Re: Ground-powered Rocket

From: sanman (manofsan_at_yahoo.com)
Date: 11/09/04


Date: 9 Nov 2004 15:37:04 -0800

Peter Kemp <peter_n_kemp@hotmail.com> wrote in message news:<4g62p01ol7tpjnufij384r47b5jhmvtlhn@4ax.com>...

> Well, one obvious shortcoming is thrust. Electricity does not produce
> thrust, and rockets by definition work by throwing hot gas out the
> back very quickly. So unless you're proposing some kind of ramjet with
> the inlet air heated by electrical means you're going nowhere, and if
> you are proposing that, then as soon as the atmosphere thins you're
> screwed as you've nothing to compress in the ramjet.
>
> So even if you could use this technique to get power to the rocket,
> you still need a conventional rocket motor. At best you save the cost
> of on board batteries/generators, but that's a tiny fraction of the
> launch weight compared to the propellant.

Hiya, well we were previously discussing the VASIMR ion/plasma thrust
rocket (VAriable Specific Impulse Magnetoplasmic Rocket). It can
generate more thrust at the cost of lower specific impulse. This
rocket might be capable of overcoming the Earth's gravity, unlike a
lot of other weaker electric rockets. The only problem is that it
needs a nuclear reactor to power it. Since nobody's going to allow you
to fly a nuclear reactor in the sky, I was pondering what other means
could be found to supply the necessary power requirements for a rocket
of this type.

There are also other types of electric rockets, including Arcjet,
which uses electric arcing to heat a stream of propellant.
Electrically-powered lasers might also be used to heat propellant to
high exhaust velocities.

Another approach for electrically-powered laser which I mentioned
before is the idea of Laser-Wakefield acceleration being used to
generate thrust. Your engine would use an array of solid-state
ultra-short pulse lasers to generate a very high acceleration gradient
via laser-wakefield effect, to shoot ions out at very high velocities.
But this would be a pulsed ion thrust approach, as opposed to
continuous thrust. Laser-wakefield is very new, and I haven't yet
heard anybody suggesting it as a propulsion method, so I thought I'd
suggest it. The high acceleration gradient means your engine could be
more compact, and you'd save engine mass. The high velocity of the
ejected ions would mean lower propellant mass required. The tradeoff
is that you'd need a lot of power, although I'd imagine that the
pulsed thrust could help you manage the overall power requirements.

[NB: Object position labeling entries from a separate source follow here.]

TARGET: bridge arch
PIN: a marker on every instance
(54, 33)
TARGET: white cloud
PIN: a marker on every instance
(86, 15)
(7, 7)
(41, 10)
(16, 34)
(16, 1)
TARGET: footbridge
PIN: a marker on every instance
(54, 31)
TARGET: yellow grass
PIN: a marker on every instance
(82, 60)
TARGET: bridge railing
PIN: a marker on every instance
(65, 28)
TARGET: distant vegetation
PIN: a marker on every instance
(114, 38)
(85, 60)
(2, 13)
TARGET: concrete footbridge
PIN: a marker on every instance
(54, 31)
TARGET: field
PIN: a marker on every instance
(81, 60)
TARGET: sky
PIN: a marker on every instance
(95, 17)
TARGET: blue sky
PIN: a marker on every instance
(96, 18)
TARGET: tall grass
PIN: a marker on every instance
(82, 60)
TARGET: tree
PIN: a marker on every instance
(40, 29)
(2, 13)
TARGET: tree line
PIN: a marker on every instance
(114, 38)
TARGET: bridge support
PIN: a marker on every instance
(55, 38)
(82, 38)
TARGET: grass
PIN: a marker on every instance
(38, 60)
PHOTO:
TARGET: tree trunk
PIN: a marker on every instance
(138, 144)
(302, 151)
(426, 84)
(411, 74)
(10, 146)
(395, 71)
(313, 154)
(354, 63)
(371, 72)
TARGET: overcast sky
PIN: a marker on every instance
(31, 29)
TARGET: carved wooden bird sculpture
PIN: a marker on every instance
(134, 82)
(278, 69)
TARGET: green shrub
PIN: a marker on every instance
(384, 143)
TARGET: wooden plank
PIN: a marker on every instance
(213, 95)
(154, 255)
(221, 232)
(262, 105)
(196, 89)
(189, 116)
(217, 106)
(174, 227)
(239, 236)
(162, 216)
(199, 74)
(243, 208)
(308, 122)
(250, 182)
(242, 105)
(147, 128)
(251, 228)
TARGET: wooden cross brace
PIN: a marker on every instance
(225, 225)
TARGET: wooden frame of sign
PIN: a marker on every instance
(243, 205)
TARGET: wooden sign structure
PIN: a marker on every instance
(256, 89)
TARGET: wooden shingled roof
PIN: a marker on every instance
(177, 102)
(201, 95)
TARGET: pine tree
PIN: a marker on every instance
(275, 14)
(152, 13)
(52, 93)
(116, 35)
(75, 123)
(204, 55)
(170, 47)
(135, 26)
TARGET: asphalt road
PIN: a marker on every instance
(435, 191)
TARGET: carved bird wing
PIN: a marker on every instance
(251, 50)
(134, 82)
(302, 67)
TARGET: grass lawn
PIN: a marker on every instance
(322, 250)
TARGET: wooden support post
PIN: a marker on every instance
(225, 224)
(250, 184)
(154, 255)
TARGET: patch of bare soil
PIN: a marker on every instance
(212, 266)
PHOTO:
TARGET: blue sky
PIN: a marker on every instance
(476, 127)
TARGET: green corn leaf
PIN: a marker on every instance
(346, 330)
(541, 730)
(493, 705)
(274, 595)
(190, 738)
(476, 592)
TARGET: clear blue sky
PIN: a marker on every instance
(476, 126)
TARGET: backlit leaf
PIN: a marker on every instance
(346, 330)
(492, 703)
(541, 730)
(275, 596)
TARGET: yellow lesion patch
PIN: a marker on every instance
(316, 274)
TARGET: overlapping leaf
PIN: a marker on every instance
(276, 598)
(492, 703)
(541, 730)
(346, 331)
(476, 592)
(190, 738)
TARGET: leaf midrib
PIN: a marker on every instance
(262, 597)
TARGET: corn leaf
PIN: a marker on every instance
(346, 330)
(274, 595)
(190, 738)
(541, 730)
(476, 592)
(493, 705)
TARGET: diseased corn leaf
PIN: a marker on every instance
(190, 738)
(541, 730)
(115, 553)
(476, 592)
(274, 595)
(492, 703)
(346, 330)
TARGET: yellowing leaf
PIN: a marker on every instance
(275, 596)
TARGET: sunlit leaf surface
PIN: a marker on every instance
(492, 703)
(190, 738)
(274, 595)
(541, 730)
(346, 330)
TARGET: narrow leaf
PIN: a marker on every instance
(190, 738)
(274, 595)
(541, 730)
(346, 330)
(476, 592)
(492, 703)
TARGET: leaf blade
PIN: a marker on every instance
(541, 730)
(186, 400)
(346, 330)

But if that power could be piped up as electric current via some
conductive channel (laser/ion beam?, conductive exhaust contrail?),
perhaps then this would open up possibilities for propulsion methods
that are otherwise non-starters.
Because I don't see how the current political/environmental/safety
concerns are going to allow you to fly a nuclear reactor in the sky.